THE HAGUE, the Netherlands —25 July 2018— Chemistry professionals from Latin America and the Caribbean enhanced their understandings of safety and security in chemical laboratories, during a course held from 16 – 20 July in Buenos Aires, Argentina.
Executive Secretary of Argentina’s National Authority for the Chemical Weapons Convention (CWC), Ms Mariela Fogante, stated in her opening remarks that, “Argentina considers science and technology in general, and chemical activity in particular, as strategic areas for national development and actively promotes them.” She added that, “the purpose of this course is to share with our colleagues in Latin America and the Caribbean the experience and training of Argentine experts in laboratory management”.
OPCW’s Senior Programme Officer, Mr Sergey Zinoviev, expressed hope that the benefits of this course would be reflected in the adoption of the good safety and security culture in the chemical laboratories of the relevant OPCW Member States. "Improving awareness and sharing best practices among stakeholders is one of the priority areas in the work of the OPCW, as the disarmament is closing to an end and major efforts are needed to prevent re-emergence of chemical weapons and to mitigate risks related to the harm caused by chemicals," he underlined.
During the training, participants examined various policy and practical aspects of the management of chemical lab infrastructure.

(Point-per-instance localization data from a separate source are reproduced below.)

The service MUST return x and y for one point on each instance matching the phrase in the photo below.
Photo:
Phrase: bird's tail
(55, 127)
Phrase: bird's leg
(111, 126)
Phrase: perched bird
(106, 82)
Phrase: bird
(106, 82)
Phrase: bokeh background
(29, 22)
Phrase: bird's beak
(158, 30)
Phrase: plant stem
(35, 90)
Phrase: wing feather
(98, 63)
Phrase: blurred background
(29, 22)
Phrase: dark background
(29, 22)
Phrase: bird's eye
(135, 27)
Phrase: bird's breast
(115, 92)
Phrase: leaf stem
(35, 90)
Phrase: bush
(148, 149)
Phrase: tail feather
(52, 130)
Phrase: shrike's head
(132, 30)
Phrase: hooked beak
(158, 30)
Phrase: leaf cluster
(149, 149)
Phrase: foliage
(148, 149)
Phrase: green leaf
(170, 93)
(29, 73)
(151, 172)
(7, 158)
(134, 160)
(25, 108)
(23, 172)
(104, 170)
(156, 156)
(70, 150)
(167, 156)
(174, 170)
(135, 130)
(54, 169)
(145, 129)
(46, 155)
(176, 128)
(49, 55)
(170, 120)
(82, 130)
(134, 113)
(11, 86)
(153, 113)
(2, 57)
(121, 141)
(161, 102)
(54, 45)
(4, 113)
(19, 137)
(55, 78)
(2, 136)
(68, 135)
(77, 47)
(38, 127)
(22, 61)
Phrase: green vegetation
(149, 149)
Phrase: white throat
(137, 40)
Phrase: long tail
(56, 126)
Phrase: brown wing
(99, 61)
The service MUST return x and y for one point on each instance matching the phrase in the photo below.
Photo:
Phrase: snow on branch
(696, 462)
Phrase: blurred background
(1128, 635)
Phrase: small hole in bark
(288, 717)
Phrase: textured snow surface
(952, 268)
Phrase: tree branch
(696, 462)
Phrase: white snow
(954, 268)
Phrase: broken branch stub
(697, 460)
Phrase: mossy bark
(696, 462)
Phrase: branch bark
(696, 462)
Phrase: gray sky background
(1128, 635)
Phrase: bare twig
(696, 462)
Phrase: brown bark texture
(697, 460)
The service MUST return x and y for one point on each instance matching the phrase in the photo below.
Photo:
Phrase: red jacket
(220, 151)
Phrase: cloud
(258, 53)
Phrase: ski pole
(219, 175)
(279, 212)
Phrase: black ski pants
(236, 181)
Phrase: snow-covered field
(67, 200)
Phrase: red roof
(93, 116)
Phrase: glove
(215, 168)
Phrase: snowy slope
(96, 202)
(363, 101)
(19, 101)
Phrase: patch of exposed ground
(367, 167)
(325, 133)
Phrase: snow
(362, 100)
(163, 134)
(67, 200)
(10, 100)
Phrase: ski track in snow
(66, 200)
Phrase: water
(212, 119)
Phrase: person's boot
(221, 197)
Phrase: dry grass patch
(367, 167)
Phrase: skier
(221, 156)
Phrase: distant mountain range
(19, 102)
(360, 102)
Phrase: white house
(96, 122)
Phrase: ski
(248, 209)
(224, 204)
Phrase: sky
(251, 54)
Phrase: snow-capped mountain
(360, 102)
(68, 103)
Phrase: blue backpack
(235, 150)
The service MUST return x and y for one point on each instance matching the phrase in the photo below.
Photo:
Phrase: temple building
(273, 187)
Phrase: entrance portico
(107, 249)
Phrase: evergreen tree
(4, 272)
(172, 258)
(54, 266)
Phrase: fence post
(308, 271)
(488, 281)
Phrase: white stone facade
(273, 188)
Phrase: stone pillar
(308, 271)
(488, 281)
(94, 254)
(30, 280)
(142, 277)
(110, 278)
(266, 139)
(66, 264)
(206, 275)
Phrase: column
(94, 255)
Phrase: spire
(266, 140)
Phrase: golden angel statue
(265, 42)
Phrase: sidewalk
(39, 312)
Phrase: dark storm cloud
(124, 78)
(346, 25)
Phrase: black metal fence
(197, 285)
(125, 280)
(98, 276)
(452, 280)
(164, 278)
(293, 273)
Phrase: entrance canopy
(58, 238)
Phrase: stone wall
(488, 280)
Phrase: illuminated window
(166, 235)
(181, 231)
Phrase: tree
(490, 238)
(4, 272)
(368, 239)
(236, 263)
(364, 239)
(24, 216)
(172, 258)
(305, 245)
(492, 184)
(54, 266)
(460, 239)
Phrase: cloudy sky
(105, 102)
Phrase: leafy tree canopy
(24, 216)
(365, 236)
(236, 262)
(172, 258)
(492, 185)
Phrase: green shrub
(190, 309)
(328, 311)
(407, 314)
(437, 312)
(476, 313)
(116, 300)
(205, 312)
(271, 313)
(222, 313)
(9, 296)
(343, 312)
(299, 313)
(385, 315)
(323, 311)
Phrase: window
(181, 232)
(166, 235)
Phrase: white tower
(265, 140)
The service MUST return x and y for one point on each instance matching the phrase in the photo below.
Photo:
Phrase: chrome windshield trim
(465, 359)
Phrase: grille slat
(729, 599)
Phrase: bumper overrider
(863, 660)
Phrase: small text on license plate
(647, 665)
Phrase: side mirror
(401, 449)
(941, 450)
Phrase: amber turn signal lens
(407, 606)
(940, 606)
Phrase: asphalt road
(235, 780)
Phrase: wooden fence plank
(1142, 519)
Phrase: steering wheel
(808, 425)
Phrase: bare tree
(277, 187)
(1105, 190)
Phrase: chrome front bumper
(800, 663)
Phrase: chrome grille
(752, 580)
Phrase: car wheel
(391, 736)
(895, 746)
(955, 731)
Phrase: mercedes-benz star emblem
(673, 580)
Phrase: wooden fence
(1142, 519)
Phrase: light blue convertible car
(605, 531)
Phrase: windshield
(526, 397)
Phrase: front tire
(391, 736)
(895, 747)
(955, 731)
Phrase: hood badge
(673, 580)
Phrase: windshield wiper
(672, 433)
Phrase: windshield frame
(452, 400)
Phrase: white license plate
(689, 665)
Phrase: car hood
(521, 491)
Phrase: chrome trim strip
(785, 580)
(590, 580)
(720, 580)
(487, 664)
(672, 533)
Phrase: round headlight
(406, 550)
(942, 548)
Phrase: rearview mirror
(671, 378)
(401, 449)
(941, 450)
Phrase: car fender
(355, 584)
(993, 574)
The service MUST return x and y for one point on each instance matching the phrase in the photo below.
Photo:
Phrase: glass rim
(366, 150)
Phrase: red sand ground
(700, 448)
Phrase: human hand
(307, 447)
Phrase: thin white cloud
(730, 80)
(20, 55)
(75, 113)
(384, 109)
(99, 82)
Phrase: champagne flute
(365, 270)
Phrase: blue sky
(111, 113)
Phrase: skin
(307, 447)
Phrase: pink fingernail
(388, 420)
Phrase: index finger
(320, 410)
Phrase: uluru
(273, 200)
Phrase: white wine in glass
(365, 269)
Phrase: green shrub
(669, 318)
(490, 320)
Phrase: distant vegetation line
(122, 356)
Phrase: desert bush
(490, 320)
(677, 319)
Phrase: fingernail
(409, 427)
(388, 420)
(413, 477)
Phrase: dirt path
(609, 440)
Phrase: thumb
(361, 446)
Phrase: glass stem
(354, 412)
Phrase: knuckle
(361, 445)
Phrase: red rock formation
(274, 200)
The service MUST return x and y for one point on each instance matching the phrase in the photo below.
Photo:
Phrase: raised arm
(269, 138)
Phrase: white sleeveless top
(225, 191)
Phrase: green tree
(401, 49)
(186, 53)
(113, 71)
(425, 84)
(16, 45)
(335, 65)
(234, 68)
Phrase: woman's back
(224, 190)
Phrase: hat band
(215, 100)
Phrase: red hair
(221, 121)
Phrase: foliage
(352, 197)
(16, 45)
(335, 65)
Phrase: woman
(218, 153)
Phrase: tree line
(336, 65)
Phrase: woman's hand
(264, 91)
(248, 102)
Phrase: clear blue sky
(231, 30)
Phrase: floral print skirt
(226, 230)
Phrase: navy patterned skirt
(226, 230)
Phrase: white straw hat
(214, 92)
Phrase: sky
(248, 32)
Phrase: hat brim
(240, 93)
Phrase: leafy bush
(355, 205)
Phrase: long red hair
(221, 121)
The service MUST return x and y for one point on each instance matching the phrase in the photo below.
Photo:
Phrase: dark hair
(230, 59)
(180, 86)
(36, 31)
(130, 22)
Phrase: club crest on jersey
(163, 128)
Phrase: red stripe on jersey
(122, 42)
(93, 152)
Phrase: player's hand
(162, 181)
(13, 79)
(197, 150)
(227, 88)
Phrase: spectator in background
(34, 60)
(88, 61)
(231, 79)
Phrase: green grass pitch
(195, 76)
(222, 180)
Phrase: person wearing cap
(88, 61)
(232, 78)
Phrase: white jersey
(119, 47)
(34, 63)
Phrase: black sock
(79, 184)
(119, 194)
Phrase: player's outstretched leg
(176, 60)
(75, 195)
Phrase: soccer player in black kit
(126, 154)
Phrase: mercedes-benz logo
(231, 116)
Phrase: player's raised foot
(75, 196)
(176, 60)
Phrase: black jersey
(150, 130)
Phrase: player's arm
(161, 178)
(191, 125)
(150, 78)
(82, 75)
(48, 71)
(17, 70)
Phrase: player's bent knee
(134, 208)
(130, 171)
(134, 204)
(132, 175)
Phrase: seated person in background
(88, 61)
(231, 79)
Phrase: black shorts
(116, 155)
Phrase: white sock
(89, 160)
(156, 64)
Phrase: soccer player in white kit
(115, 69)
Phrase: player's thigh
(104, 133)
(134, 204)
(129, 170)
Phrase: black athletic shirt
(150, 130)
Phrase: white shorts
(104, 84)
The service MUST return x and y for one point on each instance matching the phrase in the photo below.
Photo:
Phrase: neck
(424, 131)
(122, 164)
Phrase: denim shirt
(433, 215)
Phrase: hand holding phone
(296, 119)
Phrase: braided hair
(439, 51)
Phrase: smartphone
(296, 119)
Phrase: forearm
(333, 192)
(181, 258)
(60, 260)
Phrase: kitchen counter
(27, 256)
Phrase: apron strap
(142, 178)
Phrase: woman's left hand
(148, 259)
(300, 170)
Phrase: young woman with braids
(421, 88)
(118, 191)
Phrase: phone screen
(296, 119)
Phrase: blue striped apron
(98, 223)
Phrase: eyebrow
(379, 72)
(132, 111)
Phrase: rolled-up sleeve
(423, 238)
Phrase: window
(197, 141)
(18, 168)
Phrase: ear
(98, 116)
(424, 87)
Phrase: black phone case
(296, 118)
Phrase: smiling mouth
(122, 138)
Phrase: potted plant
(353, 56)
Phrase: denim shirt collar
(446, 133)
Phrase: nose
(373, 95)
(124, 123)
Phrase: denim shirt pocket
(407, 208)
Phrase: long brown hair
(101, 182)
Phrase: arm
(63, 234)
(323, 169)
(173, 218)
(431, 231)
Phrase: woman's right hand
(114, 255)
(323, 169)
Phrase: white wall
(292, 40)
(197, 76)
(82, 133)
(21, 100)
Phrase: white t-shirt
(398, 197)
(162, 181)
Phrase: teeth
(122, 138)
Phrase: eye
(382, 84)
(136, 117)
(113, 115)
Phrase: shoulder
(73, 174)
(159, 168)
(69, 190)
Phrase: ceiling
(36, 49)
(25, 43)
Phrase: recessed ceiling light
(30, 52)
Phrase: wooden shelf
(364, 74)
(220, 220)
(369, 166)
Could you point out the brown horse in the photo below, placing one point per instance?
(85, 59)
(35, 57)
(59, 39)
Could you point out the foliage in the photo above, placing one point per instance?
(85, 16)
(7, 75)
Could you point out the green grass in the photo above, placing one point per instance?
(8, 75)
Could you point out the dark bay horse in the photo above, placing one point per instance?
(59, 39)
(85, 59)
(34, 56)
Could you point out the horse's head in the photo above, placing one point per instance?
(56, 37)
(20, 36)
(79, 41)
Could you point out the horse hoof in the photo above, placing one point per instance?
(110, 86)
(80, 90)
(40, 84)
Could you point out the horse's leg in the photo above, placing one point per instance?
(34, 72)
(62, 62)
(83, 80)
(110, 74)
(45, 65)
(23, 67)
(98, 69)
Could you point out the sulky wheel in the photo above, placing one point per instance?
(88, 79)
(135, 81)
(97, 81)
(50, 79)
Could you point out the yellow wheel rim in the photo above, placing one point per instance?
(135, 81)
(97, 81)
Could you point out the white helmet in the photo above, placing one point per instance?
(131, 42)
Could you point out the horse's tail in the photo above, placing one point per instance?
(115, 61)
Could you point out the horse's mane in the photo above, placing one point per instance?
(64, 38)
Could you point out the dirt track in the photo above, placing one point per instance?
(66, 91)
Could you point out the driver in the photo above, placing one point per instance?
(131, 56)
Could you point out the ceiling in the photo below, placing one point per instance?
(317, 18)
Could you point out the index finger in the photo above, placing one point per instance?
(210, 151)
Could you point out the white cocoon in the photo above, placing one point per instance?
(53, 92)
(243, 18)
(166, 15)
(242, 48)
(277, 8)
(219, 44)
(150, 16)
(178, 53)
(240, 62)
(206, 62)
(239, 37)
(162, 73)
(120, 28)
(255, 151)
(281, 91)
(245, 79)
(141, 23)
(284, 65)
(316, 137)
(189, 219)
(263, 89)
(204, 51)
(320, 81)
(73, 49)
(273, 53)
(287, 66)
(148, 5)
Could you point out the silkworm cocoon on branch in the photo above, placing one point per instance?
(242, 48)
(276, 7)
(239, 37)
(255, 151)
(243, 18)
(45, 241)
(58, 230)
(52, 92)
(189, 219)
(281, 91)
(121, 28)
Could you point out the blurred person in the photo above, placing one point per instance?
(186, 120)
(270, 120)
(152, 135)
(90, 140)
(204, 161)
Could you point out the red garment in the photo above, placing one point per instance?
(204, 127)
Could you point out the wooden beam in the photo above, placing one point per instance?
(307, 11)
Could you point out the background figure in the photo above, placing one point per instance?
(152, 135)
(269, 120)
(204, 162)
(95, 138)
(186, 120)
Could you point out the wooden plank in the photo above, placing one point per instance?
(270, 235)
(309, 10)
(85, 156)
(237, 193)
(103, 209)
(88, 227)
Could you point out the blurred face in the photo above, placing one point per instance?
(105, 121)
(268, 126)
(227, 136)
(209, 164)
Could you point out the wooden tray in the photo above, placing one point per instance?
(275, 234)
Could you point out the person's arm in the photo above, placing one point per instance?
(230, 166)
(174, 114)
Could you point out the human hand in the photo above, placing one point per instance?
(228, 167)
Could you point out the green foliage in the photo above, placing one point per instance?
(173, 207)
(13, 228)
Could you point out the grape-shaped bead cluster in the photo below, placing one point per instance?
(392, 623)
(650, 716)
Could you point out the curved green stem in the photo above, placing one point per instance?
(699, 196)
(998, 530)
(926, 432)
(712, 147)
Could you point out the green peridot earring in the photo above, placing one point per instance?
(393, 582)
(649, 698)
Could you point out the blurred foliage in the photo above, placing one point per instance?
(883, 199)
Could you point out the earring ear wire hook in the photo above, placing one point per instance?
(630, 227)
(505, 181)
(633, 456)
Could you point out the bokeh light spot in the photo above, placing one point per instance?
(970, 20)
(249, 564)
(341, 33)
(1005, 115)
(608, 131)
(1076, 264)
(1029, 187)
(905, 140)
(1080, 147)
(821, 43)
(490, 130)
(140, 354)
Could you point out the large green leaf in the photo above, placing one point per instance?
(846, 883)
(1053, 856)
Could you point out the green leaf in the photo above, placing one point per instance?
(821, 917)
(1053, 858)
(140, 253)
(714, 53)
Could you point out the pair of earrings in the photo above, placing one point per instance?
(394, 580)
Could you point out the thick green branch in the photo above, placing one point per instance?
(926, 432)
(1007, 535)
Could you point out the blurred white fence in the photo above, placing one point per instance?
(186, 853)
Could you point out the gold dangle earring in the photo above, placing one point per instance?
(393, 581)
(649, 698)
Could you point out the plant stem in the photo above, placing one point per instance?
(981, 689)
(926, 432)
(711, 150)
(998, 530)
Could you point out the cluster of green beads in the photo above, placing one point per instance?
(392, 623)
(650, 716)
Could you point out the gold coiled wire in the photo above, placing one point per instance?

Particular emphasis was placed on waste management, personal protection measures, emergency management, toxicology regulations, management of toxic chemicals, and the Global Harmonized System (GHS).
The event included 18 participants from Belize, Bolivia, Chile, Colombia, Costa Rica, Cuba, Guatemala, Mexico, Panama, Paraguay, Peru, and Venezuela, and a number of local participants. Each participant was a professional chemist specialised in occupational safety in public and private sector labs attached to such institutions as customs, police, relief agencies, chemical industry and the academia.
The course was jointly run by the Organisation for the Prohibition of Chemical Weapons (OPCW), the Instituto Nacional de Tecnología Industrial (INTI), and the Argentinian Government.
As the implementing body for the Chemical Weapons Convention, the OPCW, with its 193 Member States, oversees the global endeavour to permanently eliminate chemical weapons. Since the Convention’s entry into force in 1997, it is the most successful disarmament treaty eliminating an entire class of weapons of mass destruction.
Over 96 per cent of all chemical weapon stockpiles declared by possessor States have been destroyed under OPCW verification. For its extensive efforts in eliminating chemical weapons, the OPCW received the 2013 Nobel Prize for Peace.